Le malin plaisir de Jacques Bertin (6 octobre 1994)


 
Mon ami Lucien. Vous ne connaissez pas mon ami Lucien. Vous devriez. Un homme de gauche, sérieux, généreux, fin, exigeant, fils du peuple, cultivé, ouvert… Bon, j'arrête. Ca fait des décennies qu'il vote à gauche, Lucien, le plus à gauche qu'il peut. Il a dû lui arriver de voter au centre, aussi, c'est dire qu'il n'est pas sectaire, qu'il tâche de peser sur la société avec son poids de bulletin de vote, simplement. Il veut que la démocratie, il veut que le peuple, il veut que les pauvres, il ne veut pas que la bourgeoisie, il ne veut pas que l'injustice, il ne veut pas que la bêtise, il ne veut pas que les cons. Voilà, vous êtes intimes, maintenant…

Mon ami Lucien vit dans une petite ville de la région nantaise. Parmi ses vieilles connaissances, il y a le candidat tête de liste socialiste qui a été battu aux dernières municipales. On a à peu près le même âge, on se parle librement. Lucien: "Je n'ai pas voté pour toi." L'autre rit, il connaît Lucien depuis longtemps, il ne le croit pas. Lucien insiste: "Non non, je n'ai pas voté pour toi." L'autre reste incrédule. "Pourquoi?"

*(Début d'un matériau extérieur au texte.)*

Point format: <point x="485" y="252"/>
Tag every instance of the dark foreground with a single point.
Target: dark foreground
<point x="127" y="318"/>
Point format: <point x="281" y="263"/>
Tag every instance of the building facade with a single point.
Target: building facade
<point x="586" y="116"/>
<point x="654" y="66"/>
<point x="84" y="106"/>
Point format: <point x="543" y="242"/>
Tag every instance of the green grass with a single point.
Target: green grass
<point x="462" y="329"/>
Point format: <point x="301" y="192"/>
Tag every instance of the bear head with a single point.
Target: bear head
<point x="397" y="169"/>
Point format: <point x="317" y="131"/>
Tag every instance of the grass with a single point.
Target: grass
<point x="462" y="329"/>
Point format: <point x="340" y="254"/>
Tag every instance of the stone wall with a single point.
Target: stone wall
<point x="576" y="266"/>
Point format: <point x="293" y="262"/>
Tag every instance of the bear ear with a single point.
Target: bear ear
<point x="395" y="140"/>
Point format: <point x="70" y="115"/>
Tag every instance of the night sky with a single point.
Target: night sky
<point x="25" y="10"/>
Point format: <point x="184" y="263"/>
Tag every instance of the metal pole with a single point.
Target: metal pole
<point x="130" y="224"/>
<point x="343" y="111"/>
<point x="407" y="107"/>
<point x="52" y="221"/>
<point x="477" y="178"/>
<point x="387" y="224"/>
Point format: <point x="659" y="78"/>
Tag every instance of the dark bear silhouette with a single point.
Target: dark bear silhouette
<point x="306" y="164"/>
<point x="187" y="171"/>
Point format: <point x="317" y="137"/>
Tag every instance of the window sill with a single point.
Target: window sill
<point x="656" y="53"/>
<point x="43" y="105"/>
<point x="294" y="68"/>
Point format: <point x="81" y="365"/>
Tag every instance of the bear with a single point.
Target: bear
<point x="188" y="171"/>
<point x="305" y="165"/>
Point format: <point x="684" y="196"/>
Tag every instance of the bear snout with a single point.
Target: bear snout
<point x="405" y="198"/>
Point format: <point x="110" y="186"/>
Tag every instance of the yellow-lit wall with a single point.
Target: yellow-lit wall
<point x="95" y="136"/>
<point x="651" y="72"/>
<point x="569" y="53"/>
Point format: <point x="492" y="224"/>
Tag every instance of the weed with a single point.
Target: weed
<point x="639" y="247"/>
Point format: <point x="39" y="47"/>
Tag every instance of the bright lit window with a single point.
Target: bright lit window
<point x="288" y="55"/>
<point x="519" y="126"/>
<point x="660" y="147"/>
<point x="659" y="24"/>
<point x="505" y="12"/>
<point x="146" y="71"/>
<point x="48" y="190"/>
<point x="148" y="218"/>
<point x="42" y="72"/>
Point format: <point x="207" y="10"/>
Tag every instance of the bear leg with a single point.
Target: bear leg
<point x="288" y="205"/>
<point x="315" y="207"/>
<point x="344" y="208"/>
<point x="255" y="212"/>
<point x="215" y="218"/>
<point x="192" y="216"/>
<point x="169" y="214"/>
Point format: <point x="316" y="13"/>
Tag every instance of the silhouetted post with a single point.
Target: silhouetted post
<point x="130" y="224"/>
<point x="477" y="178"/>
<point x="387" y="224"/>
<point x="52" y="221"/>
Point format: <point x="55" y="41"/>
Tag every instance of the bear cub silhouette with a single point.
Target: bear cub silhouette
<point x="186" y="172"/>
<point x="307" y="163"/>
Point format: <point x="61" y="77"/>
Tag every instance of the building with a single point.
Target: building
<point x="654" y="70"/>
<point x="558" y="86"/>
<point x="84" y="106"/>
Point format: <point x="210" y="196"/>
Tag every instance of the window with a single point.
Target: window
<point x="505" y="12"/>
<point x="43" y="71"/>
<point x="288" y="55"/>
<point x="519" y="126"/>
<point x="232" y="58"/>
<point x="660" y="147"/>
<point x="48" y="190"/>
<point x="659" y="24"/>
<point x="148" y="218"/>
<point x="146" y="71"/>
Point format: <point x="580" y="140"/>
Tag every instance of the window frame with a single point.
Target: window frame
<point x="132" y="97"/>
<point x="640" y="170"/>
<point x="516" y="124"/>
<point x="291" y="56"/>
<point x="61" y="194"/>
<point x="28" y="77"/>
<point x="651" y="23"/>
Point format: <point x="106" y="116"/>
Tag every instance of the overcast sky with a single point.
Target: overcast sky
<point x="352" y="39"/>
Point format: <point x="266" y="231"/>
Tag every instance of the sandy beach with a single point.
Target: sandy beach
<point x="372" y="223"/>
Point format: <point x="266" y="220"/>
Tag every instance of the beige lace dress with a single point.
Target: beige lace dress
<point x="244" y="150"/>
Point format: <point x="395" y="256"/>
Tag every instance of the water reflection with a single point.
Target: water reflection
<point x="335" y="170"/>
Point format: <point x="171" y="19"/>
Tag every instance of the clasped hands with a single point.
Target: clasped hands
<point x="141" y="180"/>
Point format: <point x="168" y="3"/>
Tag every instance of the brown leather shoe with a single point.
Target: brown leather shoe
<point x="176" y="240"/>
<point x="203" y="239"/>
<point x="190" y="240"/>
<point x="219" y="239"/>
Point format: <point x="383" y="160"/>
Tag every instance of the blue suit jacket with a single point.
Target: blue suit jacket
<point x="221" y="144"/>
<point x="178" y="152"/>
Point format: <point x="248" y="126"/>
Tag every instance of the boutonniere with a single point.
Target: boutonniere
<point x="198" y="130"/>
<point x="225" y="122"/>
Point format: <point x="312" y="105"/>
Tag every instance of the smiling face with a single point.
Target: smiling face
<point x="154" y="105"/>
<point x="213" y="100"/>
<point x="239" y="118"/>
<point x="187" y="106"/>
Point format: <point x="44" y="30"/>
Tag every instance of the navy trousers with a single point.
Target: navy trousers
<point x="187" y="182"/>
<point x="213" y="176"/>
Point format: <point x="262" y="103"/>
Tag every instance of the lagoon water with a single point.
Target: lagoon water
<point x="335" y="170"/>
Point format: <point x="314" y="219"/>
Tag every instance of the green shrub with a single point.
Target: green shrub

- Tu comprends, dit Lucien, en face de vous, il y avait la liste d'union des intérêts locaux; on sait ce que c'est: trois agriculteurs, le charcutier, le garagiste, quelques résidents secondaires, trois retraités de la fonction publique, et quelques abonnés au gaz. Rien, pas de programme, l'immobilisme, la fête votive, la clique municipale, la salle des fêtes, le charme des ormes sur les pavés disjoints du quai, le gueuleton du troisième âge… un manque total d'imagination et d'ambition. Autant dire rien. Il ne se passera rien. Il ne se passe rien.

L'autre ne comprend toujours pas.

- Justement, nous on …

- Justement, vous, vous aviez un "projet": De l'audace, des défis relevés, des ronds-points, des rues retaillées, des ponts élargis, du dynamisme, des bonnes intentions, du développement, l'aménagement des berges de la rivière, le goudronnage du chemin de halage, une piste de VTT, une valorisation des sites, des échéances, des talus rabotés, de la propreté, du net, un service de relations publiques, des technologies nouvelles, des couloirs peints en blanc sur un revêtement beaucoup plus roulant, des couleurs électriques sur une signalisation efficiente, des panneaux Decaux, des abords dégagés, les habitants de la métropole voisine qui viendront faire la queue au feu rouge, le dimanche. Un projet, quoi, celui de faire d'une "petite ville charmante mais un peu assoupie" (qui n'était pas de son temps mais n'en savait rien), une agglomération qui relève les défis de l'avenir, cinq mille habitants de plus à l'horizon 2000, un projet! montrer à la terre entière de quelle électricité on se chauffe, un projet qui me regarde les mollets avec un grognement de bulldozer, des voyages d'étude à l'étranger, la sonorisation dans les rues tous les samedis, un projet! un centre de congrès, du projet, entrer de plain-pied dans je ne sais plus quoi, de l'action, du nerf, de l'audace, quoi, bref, un projet, pas de la bibine…

- Eh bien oui! fait encore l'autre, plutôt fier.

- Eh bien justement, j'ai voté pour les autres. Parce que, eux, ils n'ont pas de projet. Merde à la fin.